Despite the use of primaquine for over 60 years, the mode of action of this drug and its class has not been defined and this knowledge gap significantly affects the ability to design safer derivatives. Alternatives to primaquine are urgently required because a genetic deficiency in a specific enzyme (glucose 6 phosphate dehydrogenase, G6PDH) in persons taking this drug can lead to acute toxicity (hemolytic anemia) and death.

G6PDH deficiency is the most common human enzyme defect affecting ~400 million people. This genetic disease confers some innate immunity against malaria and is therefore extensively prevalent in people from malaria endemic regions such as Africa, the Middle East and Southern Asia.

Despite concerted control efforts malaria remains a global health issue with an estimated ~216 million cases (2011) and some 0.65 million deaths (2010). The economic cost in Africa alone is estimated at US$12 billion/annum. In 2007, a new agenda was set by the Bill and Melinda Gates Foundation (endorsed by the WHO) with the final goal to eradicate malaria.
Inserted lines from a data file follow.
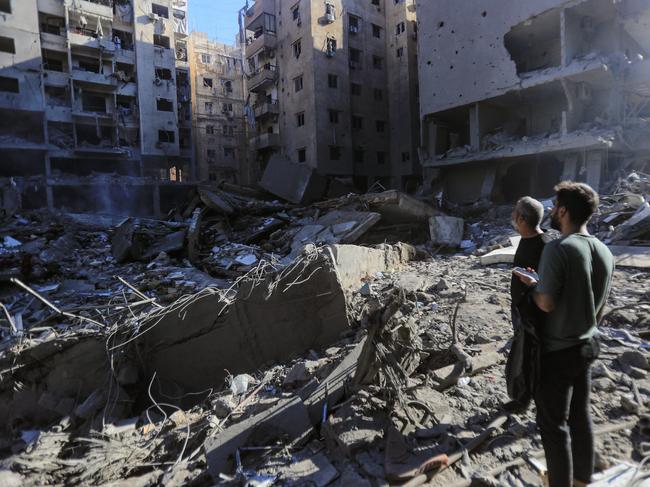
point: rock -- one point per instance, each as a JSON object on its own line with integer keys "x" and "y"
{"x": 629, "y": 406}
{"x": 634, "y": 358}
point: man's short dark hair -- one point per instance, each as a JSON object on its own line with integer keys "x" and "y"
{"x": 531, "y": 210}
{"x": 580, "y": 200}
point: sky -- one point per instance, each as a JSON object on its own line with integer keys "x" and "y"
{"x": 217, "y": 18}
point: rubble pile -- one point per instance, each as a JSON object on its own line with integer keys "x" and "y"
{"x": 245, "y": 341}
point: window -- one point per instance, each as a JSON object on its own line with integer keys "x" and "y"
{"x": 160, "y": 10}
{"x": 163, "y": 73}
{"x": 297, "y": 48}
{"x": 7, "y": 45}
{"x": 9, "y": 85}
{"x": 166, "y": 136}
{"x": 297, "y": 83}
{"x": 161, "y": 41}
{"x": 354, "y": 23}
{"x": 164, "y": 105}
{"x": 335, "y": 152}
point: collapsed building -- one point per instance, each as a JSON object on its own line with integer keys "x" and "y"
{"x": 95, "y": 86}
{"x": 333, "y": 87}
{"x": 517, "y": 96}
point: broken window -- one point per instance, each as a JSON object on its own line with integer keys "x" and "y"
{"x": 161, "y": 41}
{"x": 160, "y": 10}
{"x": 297, "y": 48}
{"x": 93, "y": 103}
{"x": 166, "y": 136}
{"x": 164, "y": 105}
{"x": 164, "y": 74}
{"x": 298, "y": 83}
{"x": 354, "y": 24}
{"x": 7, "y": 45}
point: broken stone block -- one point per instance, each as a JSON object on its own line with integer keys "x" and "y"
{"x": 446, "y": 230}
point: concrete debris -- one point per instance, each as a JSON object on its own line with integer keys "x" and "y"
{"x": 282, "y": 345}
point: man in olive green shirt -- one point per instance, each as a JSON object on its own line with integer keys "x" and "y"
{"x": 575, "y": 276}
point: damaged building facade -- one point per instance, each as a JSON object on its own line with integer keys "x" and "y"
{"x": 96, "y": 105}
{"x": 517, "y": 96}
{"x": 333, "y": 87}
{"x": 218, "y": 96}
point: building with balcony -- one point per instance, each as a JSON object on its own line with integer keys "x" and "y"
{"x": 333, "y": 85}
{"x": 81, "y": 94}
{"x": 516, "y": 96}
{"x": 218, "y": 97}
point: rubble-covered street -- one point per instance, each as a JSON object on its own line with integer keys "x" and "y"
{"x": 359, "y": 340}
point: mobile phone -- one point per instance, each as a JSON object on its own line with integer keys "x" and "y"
{"x": 524, "y": 272}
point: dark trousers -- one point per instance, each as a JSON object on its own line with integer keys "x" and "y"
{"x": 564, "y": 416}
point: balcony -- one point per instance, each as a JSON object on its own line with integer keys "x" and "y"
{"x": 88, "y": 40}
{"x": 97, "y": 8}
{"x": 93, "y": 78}
{"x": 257, "y": 9}
{"x": 56, "y": 113}
{"x": 267, "y": 42}
{"x": 266, "y": 141}
{"x": 267, "y": 109}
{"x": 56, "y": 78}
{"x": 53, "y": 42}
{"x": 262, "y": 78}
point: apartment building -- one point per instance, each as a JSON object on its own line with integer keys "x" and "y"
{"x": 333, "y": 85}
{"x": 516, "y": 96}
{"x": 218, "y": 97}
{"x": 90, "y": 88}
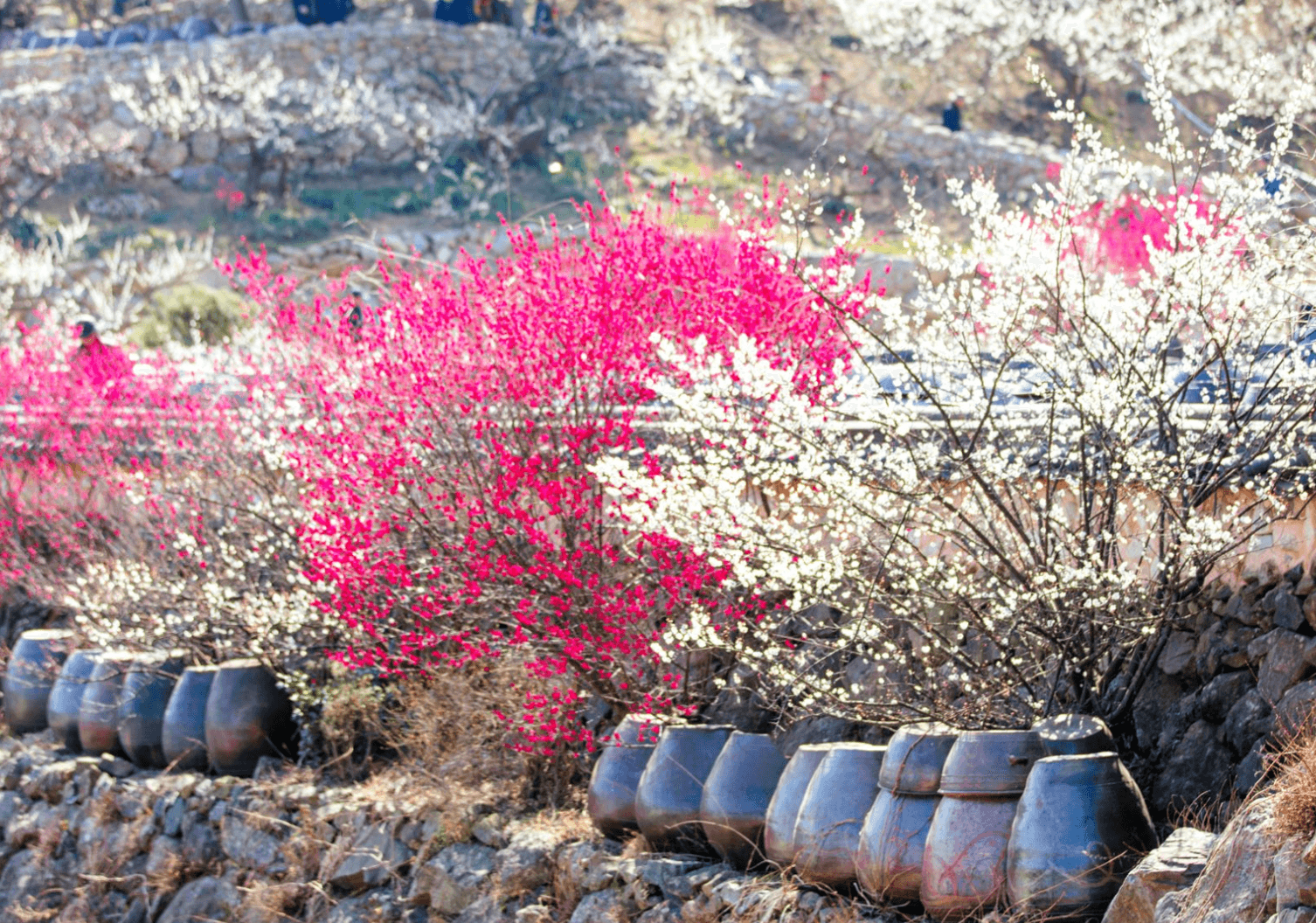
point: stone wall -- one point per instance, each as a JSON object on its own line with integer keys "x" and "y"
{"x": 91, "y": 840}
{"x": 1238, "y": 681}
{"x": 434, "y": 78}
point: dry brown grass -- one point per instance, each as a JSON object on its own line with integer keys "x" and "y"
{"x": 1295, "y": 787}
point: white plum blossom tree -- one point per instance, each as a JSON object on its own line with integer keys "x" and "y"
{"x": 1033, "y": 472}
{"x": 1254, "y": 49}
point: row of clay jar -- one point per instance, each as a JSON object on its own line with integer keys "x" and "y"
{"x": 961, "y": 821}
{"x": 149, "y": 706}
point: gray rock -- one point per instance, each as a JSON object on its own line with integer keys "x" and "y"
{"x": 171, "y": 822}
{"x": 114, "y": 767}
{"x": 1294, "y": 711}
{"x": 26, "y": 878}
{"x": 1250, "y": 767}
{"x": 47, "y": 782}
{"x": 668, "y": 912}
{"x": 252, "y": 847}
{"x": 484, "y": 910}
{"x": 1198, "y": 767}
{"x": 203, "y": 901}
{"x": 1156, "y": 704}
{"x": 601, "y": 907}
{"x": 1287, "y": 610}
{"x": 200, "y": 845}
{"x": 1180, "y": 655}
{"x": 1224, "y": 645}
{"x": 166, "y": 856}
{"x": 488, "y": 829}
{"x": 527, "y": 863}
{"x": 1172, "y": 866}
{"x": 1237, "y": 878}
{"x": 1285, "y": 658}
{"x": 1295, "y": 915}
{"x": 377, "y": 906}
{"x": 374, "y": 857}
{"x": 1295, "y": 880}
{"x": 1217, "y": 697}
{"x": 1248, "y": 719}
{"x": 671, "y": 875}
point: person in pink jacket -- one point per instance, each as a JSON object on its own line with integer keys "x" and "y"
{"x": 95, "y": 363}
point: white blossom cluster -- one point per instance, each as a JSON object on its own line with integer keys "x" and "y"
{"x": 1249, "y": 50}
{"x": 1032, "y": 470}
{"x": 54, "y": 280}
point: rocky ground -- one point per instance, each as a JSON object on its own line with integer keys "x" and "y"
{"x": 93, "y": 840}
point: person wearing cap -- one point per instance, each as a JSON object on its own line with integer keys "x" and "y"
{"x": 96, "y": 363}
{"x": 951, "y": 115}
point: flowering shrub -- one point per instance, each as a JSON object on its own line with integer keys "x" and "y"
{"x": 1032, "y": 470}
{"x": 445, "y": 448}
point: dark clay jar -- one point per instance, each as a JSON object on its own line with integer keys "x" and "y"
{"x": 840, "y": 795}
{"x": 1069, "y": 735}
{"x": 889, "y": 861}
{"x": 673, "y": 787}
{"x": 98, "y": 718}
{"x": 785, "y": 806}
{"x": 246, "y": 717}
{"x": 736, "y": 797}
{"x": 1079, "y": 829}
{"x": 184, "y": 725}
{"x": 964, "y": 861}
{"x": 615, "y": 777}
{"x": 141, "y": 706}
{"x": 33, "y": 668}
{"x": 66, "y": 697}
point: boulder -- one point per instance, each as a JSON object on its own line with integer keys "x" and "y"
{"x": 1294, "y": 711}
{"x": 601, "y": 907}
{"x": 525, "y": 864}
{"x": 1236, "y": 884}
{"x": 1250, "y": 767}
{"x": 250, "y": 847}
{"x": 377, "y": 906}
{"x": 1154, "y": 707}
{"x": 1199, "y": 765}
{"x": 1172, "y": 866}
{"x": 452, "y": 880}
{"x": 1285, "y": 658}
{"x": 1180, "y": 655}
{"x": 1295, "y": 880}
{"x": 1248, "y": 719}
{"x": 203, "y": 901}
{"x": 1219, "y": 696}
{"x": 374, "y": 857}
This step-change in policy has caught the drug community off-guard as for the past 50 years, therapeutic strategies have focused on treating blood stages of malaria, responsible for the clinical symptoms, and the clinically "silent" stages of infection, e.g. the liver stages and sexual stages, have largely been ignored.
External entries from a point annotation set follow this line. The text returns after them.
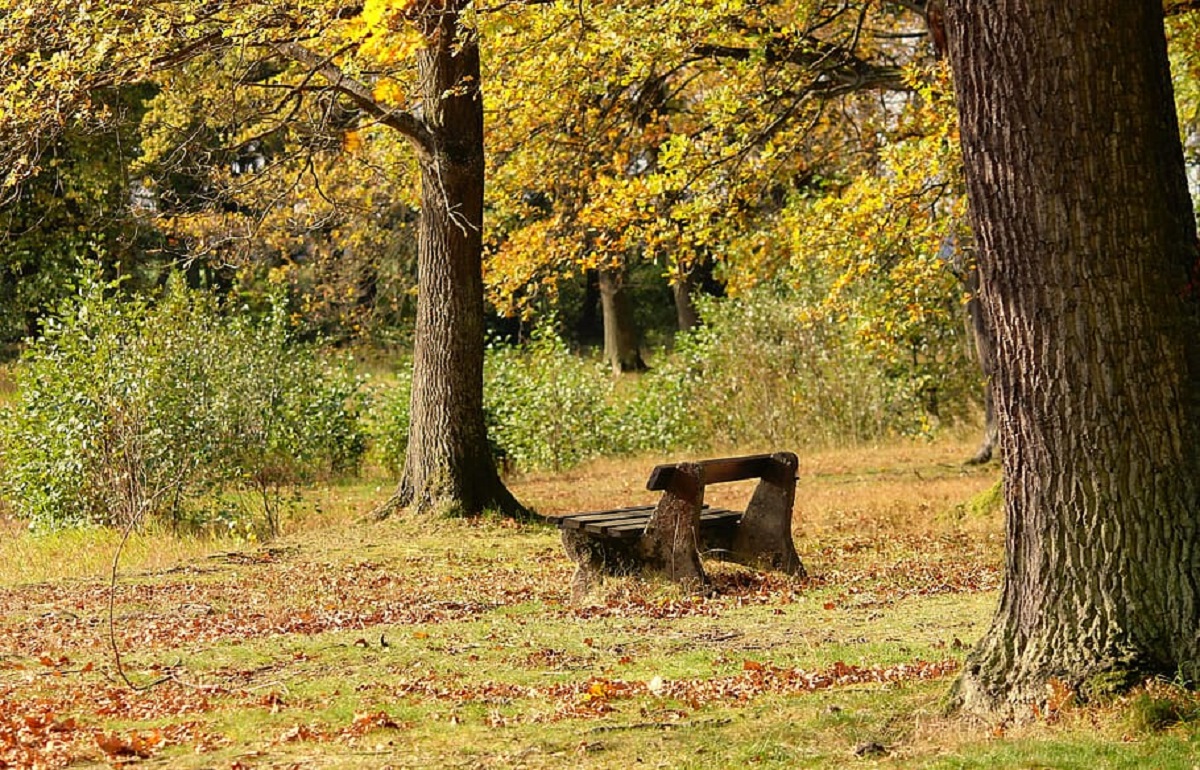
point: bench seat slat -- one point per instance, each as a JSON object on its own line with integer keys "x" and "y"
{"x": 595, "y": 516}
{"x": 597, "y": 524}
{"x": 635, "y": 528}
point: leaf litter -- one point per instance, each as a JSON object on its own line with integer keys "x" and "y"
{"x": 57, "y": 705}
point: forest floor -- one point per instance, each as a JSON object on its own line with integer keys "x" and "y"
{"x": 451, "y": 644}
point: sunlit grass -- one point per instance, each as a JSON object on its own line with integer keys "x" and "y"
{"x": 462, "y": 636}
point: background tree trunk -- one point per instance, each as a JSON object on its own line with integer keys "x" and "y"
{"x": 448, "y": 467}
{"x": 985, "y": 352}
{"x": 685, "y": 307}
{"x": 1086, "y": 235}
{"x": 621, "y": 343}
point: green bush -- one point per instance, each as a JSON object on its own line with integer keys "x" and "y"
{"x": 127, "y": 409}
{"x": 389, "y": 419}
{"x": 547, "y": 407}
{"x": 754, "y": 374}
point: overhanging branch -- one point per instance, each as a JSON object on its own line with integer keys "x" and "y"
{"x": 403, "y": 121}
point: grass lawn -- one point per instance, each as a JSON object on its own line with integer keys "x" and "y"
{"x": 450, "y": 644}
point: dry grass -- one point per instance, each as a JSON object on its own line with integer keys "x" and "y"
{"x": 415, "y": 643}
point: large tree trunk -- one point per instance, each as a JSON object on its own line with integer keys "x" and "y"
{"x": 622, "y": 349}
{"x": 448, "y": 467}
{"x": 1086, "y": 238}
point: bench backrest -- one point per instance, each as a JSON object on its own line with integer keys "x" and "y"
{"x": 719, "y": 470}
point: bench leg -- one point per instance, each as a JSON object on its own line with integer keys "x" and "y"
{"x": 765, "y": 535}
{"x": 671, "y": 542}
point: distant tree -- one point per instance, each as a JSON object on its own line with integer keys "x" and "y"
{"x": 411, "y": 66}
{"x": 1087, "y": 265}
UK plc fully endorse the WHO objectives, on World malaria Day 2012, the International Development Minister, Stephen O'Brien made the UK's commitment clear: "Tackling malaria is a key priority for the UK Government. Our continued investment in malaria prevention, diagnosis, treatment and research will help to sustain the progress that has been made in fighting this terrible disease, and ensure British aid will help to halve malaria deaths in ten of the worst affected countries by 2015."

A strategy that is often successfully used to generate new drugs is to improve the efficacy or safety of current therapies. For this reason both GSK Pharmaceuticals (whom are currently developing tafenoquine, a primaquine related drug) and the Medicine for Malaria Venture, a public-private partnership focused on delivering new malaria therapies, fully support our proposed project. Furthermore, the Liverpool team has a strong track record in translating basic scientific knowledge towards improved therapeutics. In a previous programme for amodiaquine, we were able to divorce toxicity from antimalarial potency once we understood the mechanisms underpinning both (O'Neill et al., 2003, J Med Chem. 46, 4933) and as a direct result developed (with GSK pharmaceuticals) a candidate drug that entered clinical testing (O'Neill et al., 2009, J Med Chem. 52, 1408).

This example demonstrates our ability as a team to take pharmacological data to better develop drugs. If our hypotheses are proved correct this information will form the foundation for future rational drug re-design strategies aimed at delivering the next generation of safe 8-aminoquinoline-like transmission blocking/radical curative antimalarials.